Decompressive craniectomy complications
The current increasing use of decompressive craniectomy (DC) carries the implicit appearance of complications due to alterations in both intracranial pressure and in the hydrostatic-hemodynamic equilibrium.
Numerous complications may arise after DC, including contusion or hematoma expansion, epilepsy, herniation of the cortex through a bone defect, cerebrospinal fluid fistula through the scalp incision, infection, subdural effusion, hydrocephalus and “syndrome of the trephined”. Several hydrocephalus predictors were identified; these included DC, distance from the midline, hygroma, age, injury severity, subarachnoid or intraventricular hemorrhage, delayed time to craniotomy, repeated operation, and duraplasty. However, results differed among studies. The impact of DC on hydrocephalus remains controversial 1).
Syndrome of the trephined
see Syndrome of the trephined.
Expansion of contusions, new subdural and epidural hematomas contralateral to the decompressed hemisphere, and external cerebral herniation typify the early perioperative complications of decompressive craniectomy for TBI. Within the 1st week following decompression, CSF circulation derangements manifest commonly as subdural hygromas.
see Postoperative contralateral subdural effusion.
Paradoxical herniation following lumbar puncture in the setting of a large skull defect is a rare, potentially fatal complication that can be prevented and treated if recognized early. During the later phases of recovery, patients may develop a new cognitive, neurological, or psychological deficit termed syndrome of the trephined. In the longer term, a persistent vegetative state is the most devastating of outcomes of decompressive craniectomy. The risk of complications following decompressive craniectomy is weighed against the life-threatening circumstances under which this surgery is performed. 2).
Among the factors studied, only the presence of mydriasis with absence of pupillary reflex, scoring 4 and 5 in the Glasgow Coma Scale, association of intracranial lesions and diversion of midline structures (DML) exceeding 15mm correlated statistically as predictors of poor prognosis 3).
Hydrocephalus after decompressive craniectomy
Paradoxical brain herniation
Paradoxical brain herniation represents a rare manifestation, included in “trephine syndrome”, extremely critical but with relatively simple treatment.

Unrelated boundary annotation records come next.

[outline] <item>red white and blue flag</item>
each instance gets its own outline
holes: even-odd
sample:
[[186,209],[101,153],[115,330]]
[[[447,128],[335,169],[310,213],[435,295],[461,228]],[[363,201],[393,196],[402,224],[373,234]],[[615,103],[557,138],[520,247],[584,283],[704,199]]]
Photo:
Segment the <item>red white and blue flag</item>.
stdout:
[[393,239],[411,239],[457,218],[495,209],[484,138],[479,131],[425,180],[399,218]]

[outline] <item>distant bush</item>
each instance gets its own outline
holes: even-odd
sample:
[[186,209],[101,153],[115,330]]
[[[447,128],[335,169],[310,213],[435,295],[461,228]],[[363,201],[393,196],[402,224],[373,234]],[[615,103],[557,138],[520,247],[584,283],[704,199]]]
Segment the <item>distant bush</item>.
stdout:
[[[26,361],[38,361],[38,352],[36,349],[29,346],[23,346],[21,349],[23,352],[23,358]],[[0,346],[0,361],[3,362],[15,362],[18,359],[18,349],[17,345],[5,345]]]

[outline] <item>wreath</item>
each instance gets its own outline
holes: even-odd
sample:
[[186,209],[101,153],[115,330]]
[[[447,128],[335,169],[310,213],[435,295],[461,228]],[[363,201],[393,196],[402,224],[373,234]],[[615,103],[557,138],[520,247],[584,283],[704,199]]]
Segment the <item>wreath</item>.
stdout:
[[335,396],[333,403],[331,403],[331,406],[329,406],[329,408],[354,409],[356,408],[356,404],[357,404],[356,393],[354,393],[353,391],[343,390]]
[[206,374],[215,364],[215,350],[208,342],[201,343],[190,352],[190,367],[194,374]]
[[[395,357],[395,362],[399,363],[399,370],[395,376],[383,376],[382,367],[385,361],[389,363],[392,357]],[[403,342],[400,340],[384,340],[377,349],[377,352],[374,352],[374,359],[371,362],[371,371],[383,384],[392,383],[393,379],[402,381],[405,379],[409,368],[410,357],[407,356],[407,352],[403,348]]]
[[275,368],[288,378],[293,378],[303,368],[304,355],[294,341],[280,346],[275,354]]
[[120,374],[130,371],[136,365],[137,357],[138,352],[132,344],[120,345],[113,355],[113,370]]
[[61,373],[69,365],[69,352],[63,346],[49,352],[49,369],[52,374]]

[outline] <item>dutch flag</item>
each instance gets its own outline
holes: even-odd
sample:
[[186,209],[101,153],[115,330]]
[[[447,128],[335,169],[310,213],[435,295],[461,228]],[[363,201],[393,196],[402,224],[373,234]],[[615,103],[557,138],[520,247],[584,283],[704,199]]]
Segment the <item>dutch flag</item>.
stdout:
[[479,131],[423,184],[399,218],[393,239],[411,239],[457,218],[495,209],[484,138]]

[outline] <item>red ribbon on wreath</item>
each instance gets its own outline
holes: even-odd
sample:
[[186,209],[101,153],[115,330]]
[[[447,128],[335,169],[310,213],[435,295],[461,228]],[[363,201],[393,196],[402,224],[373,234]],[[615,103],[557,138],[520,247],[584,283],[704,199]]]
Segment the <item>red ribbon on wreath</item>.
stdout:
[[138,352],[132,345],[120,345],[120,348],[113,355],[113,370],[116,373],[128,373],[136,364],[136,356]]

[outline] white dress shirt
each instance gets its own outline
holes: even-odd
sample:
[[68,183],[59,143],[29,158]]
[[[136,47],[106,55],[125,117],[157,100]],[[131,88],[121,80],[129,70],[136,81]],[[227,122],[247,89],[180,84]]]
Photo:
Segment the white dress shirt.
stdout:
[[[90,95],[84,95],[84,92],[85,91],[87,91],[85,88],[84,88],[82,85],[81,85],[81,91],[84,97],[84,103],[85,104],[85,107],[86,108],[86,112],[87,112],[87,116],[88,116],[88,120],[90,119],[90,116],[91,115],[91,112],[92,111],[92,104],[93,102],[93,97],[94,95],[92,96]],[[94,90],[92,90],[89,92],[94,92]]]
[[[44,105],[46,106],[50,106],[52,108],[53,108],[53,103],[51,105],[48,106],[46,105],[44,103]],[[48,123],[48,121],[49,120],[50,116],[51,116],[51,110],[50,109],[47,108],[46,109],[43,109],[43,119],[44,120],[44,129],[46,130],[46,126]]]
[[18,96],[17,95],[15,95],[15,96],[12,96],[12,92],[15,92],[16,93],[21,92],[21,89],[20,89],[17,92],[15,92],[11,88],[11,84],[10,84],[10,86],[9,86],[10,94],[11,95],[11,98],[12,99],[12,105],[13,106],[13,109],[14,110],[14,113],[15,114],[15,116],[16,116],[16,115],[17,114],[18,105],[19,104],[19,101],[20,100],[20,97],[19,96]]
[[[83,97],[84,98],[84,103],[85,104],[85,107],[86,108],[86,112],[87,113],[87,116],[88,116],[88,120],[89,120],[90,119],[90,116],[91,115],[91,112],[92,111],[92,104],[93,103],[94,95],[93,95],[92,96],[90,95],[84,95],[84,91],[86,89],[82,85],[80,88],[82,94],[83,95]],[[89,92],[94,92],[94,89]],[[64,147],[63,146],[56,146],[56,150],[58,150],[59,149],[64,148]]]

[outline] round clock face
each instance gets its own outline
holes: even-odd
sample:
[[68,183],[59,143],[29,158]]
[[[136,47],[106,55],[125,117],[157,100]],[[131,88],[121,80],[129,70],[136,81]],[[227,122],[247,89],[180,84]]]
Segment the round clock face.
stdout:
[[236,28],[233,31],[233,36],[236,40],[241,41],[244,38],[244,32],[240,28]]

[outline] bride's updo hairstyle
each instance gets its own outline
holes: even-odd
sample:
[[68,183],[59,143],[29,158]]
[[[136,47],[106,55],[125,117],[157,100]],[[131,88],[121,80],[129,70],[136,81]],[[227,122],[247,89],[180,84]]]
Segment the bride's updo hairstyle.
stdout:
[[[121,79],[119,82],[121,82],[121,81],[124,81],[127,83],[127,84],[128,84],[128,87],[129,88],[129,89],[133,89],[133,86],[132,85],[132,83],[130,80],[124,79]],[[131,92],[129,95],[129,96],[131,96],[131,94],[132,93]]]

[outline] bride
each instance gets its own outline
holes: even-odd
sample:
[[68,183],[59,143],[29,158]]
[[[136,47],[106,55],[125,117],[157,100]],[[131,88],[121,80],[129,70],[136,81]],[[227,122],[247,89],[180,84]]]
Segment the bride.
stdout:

Contralateral epidural hematoma
Among 13 patients with contralateral epidural hematoma (CEDH) following DC, all but 1 patient were younger than 60 years of age. In 10 patients (77%) with CEDH, the contralateral calvarial fracture involved more than 1 bone plate. Comparatively, contralateral calvarial fracture involving more than 1 bone plate was noted in 21 patients (35.6%) without CEDH. After multiple logistic regression analysis, only age (p = 0.008, odds ratio [OR] = 0.916, 95% confidence interval [CI] = 0.858-0.987) and number of fracture-involved bone plate (p = 0.006, OR = 10.971, 95% CI = 2.02-59.70) remained independently associated with CEDH development following DC, and CEDH development rate increased by 8.4% with every 1-year decrease in age.
Age and number of fracture-involved bone plate are significant risk factors for CEDH development following DC. Involvement of 2 or more bone plates of contralateral calvarial skull fracture in young adult may prompt an immediate postoperative computed tomography scan to detect the occurrence of CEDH, irrespective of the operative findings and neurological status. This may prevent devastating neurological consequence of CEDH and improve therapeutic outcome 4).
Hemorrhagic transformation
Decompressive craniectomy for a malignant stroke, after reperfusion, corresponding to an endovascular thrombectomy failure, increases the risk of severe hemorrhagic transformations in a ischemic stroke model in mice. This result support the need of clinical studies to evaluate the added value of DC at the era of endovascular thrombectomy 5).